5. Treatment Results After six months follow-up, cured 57 patients (83.8%) were cured, 8 cases (11.8%), improved in 2 cases (2.9%), 1 patient (1.5%), the total effective rate was 98.5%.
Discussion
Principles of treatment of lumbar herniation is not the highlight of the disc tissue degeneration and recovery in situ, but to change the disc tissue and the relative position of the nerve root compression, to reduce or lift the nerve root, nerve root adhesions loosen and eliminate the nerve root inflammation, and thus relieve the symptoms [2]. Xieke Gong et al [3] treatment of lumbar intervertebral disc extrusion with spinal stenosis, surgery is only part of the yellow ligament and the vertebral bone, does not deal with herniated disc nucleus, as can low back pain or disappearance of symptoms, also confirmed that this treatment of lumbar herniation principle.

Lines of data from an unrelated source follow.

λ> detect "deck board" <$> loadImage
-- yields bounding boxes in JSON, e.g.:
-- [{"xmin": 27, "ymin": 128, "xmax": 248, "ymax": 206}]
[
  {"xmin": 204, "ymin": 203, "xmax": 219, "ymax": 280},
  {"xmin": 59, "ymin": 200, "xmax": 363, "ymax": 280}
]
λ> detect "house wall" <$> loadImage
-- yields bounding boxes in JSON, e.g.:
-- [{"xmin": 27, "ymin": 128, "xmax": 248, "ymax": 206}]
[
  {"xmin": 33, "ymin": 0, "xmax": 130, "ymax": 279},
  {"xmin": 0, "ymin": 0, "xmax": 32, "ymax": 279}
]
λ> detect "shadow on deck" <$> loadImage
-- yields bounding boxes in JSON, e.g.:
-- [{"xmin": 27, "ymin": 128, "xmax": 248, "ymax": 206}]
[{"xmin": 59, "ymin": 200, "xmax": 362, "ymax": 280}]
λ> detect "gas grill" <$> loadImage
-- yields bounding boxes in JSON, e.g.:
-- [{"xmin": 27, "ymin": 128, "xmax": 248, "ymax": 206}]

Scalpel lysis closed the gap by cutting off part of lumbar spine disease, the lateral recess at the yellow ligament, intertransverse ligament, nerve root transfer for the creation of loose traction conditions, the lifting of the nerve root compression, remove the cause disease factors, re-balance of biological forces, and the surgical removal of herniated disc nucleus [4] compared to a similar effect, but the knife closed release the cost of much lower risk than surgical removal. knife surgery , with slight shaking, carried by, oblique wrench method, so that the residual lesion can be further loosen adhesions, lift the nerve root compression. after the lesion proper rest help organizations speed up the absorption of aseptic inflammation, elimination of the chemical nature of nerve root irritation. The method for lumbar herniation, with good efficacy, low cost, adaptability and superiority, is the ideal treatment of lumbar herniation therapies.